Usually, you can simply select the Red Eye tool and click on the red eye to fix a photo. Sometimes, a bit more effort is required, for example, when the rest of the face has a reddish tinge, the tool has a more difficult job deciding what is a red eye and what is skin.
Simple case:
Click on Red Eye Reduction on the Tools bar
Click on the red part of an affected eye for a fix (if the eye is small, first zoom in to enlarge it).
Repeat for the other eye.
Fine tuning:
Click on the Red Eye Reduction tool. On the Magic Wand toolbox that appears there are three sliders will be displayed that control the Red Eye tool:
Threshold: the range of the pixels to be changed according to color and tonal values. The higher the threshold, the more surrounding pixels will be effected. If the standard settings for Red Eye cause color to leak outside the eye area, reduce the threshold value.
Power: the strength of red channel reduction.

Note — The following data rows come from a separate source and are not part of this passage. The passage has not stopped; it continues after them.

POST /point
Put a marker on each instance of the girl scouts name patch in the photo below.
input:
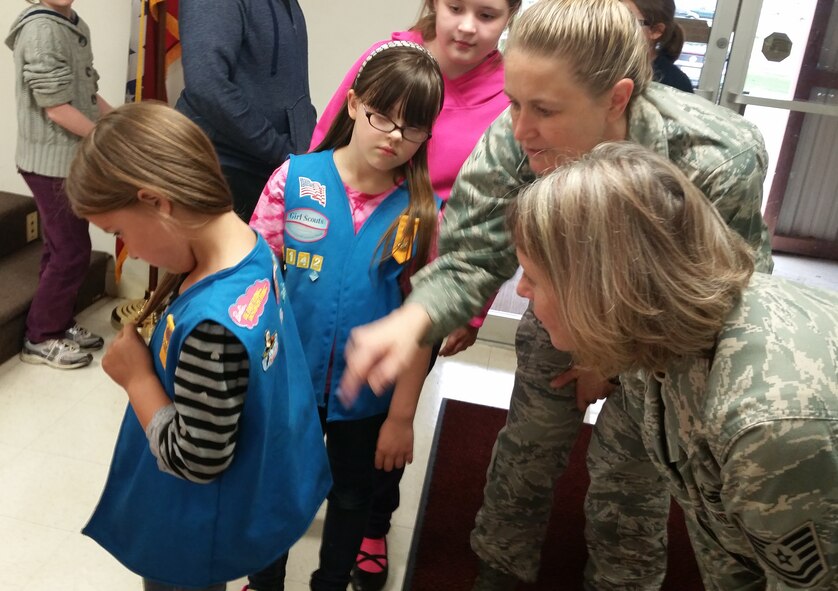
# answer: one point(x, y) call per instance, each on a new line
point(306, 225)
point(250, 305)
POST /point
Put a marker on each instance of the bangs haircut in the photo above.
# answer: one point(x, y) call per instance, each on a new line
point(407, 79)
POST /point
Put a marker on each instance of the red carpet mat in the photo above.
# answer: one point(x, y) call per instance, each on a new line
point(440, 556)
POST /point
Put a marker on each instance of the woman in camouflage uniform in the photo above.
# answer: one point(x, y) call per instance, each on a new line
point(730, 380)
point(577, 74)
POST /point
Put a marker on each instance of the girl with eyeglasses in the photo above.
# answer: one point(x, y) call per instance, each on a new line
point(352, 221)
point(463, 36)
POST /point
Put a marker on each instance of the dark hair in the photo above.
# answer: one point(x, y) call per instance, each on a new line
point(663, 12)
point(405, 75)
point(426, 25)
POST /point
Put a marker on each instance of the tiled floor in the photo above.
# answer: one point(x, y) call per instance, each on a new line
point(57, 431)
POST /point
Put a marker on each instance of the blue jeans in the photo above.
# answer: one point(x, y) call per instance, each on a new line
point(351, 448)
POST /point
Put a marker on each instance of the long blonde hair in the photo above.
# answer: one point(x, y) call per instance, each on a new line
point(643, 267)
point(599, 39)
point(150, 146)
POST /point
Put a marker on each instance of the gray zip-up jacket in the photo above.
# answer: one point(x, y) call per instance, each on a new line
point(245, 66)
point(53, 66)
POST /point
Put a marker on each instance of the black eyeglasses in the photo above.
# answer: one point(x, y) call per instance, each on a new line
point(387, 125)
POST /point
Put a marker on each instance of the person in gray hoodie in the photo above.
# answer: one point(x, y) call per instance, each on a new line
point(245, 65)
point(57, 104)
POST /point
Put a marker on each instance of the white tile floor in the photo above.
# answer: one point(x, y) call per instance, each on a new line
point(57, 431)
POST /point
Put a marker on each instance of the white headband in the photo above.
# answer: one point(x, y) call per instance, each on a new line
point(389, 45)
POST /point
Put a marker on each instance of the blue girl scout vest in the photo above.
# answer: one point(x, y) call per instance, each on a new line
point(335, 277)
point(178, 532)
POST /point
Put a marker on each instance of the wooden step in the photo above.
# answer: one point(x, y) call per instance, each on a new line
point(18, 282)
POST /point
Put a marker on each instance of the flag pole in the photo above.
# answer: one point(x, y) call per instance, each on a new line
point(129, 311)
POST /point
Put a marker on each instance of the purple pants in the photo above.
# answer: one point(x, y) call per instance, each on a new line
point(64, 263)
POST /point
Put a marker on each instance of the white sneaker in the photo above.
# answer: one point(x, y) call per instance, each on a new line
point(57, 353)
point(84, 338)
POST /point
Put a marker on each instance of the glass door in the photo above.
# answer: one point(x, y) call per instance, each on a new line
point(783, 75)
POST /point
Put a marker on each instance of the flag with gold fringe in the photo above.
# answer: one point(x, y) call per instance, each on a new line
point(148, 63)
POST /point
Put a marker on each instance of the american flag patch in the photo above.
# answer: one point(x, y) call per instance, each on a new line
point(313, 189)
point(795, 557)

All red in the selected pixels is reduced to same level as blue and green (actually, the minimum of the blue and green channels) and then Power is also subtracted. The higher the value of Power, the less red the resultant image will appear.
Red: Limits the affected pixels according to how relatively red they are. Set to a high value, less of the pixels within the selected range will be included when the tool is used. Set to a low value, most of the pixels will be affected. Technically, the tool is applied to all pixels where the red level is greater than the minimum of blue/green channels plus the Red Range value.